South African businessman and politician

Louis Luyt (18 June 1932 – 1 February 2013) was a South African business tycoon and politician, and one-time rugby administrator.

Having been a rugby player as a young man, Luyt went on to become a businessman. He founded Triomf Fertiliser and Luyt Breweries, and took control of Ellis Park stadium in Johannesburg. Distrusted by the Afrikaner elite, Luyt achieved financial success without being a member of the secretive Broederbond.

==The Citizen==
In 1976, during the apartheid era, Luyt founded a new English language newspaper, The Citizen. It was later revealed that the money to establish and finance the newspaper had come from a secret slush fund of the Department of Information, and ultimately from the Department of Defense.

==Rugby administrator==

He was president of the South African Rugby Union when the Springboks, the national team, won the Rugby World Cup in 1995 at their first attempt after returning to international competition after more than a decade of isolation. At the official dinner for the Springboks and the New Zealand All Blacks, following the former's narrow victory over the latter in the final, in a speech described by the New Zealand media as "boorish", he declared that if they had played, South Africa would have won the previous two Rugby World Cups including the 1987 tournament won by the All Blacks. In response, the All Blacks walked out of the dinner. During that same dinner, he also caused controversy by publicly thanking referee Derek Bevan for his refereeing during the semi-final between France and South Africa; Bevan had denied France a last-minute try, despite it "look[ing] like [Frenchman Abdelatif Benazzi] had grounded the ball over the tryline on the slow motion action replay" (there was at the time no television match official). Had the try been allowed, France would have taken the lead. Luyt invited Bevan onto stage to accept an expensive gold watch, leading to a mass walkout, with Bevan himself leaving the room.
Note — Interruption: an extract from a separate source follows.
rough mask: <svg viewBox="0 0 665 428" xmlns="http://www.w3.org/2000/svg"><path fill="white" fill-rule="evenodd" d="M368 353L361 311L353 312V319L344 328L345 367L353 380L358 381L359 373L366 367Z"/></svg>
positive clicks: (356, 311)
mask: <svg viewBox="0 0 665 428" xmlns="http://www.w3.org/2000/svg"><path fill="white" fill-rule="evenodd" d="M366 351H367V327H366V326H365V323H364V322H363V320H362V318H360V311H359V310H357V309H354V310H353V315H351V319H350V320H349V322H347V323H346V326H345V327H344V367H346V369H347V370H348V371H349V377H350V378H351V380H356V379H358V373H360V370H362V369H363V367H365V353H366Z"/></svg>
In 1998 allegations of lingering racism in rugby led to him being required to appear before a presidential commission of inquiry but Luyt refused to appear and forced President Mandela into court. The High Court found for Luyt, but on appeal the Constitutional Court found against him and for the President.

==Politician==
In 1998, Luyt resigned as rugby union president after being accused of racism and financial mismanagement, and he later formed a political party. He was a member of Parliament as leader of the Federal Alliance from 1999. In 2000 the Federal Alliance merged with the Democratic Party and the New National Party to form the Democratic Alliance before in 2007 Luyt finally led his party to join with the Freedom Front Plus and retired from active politics.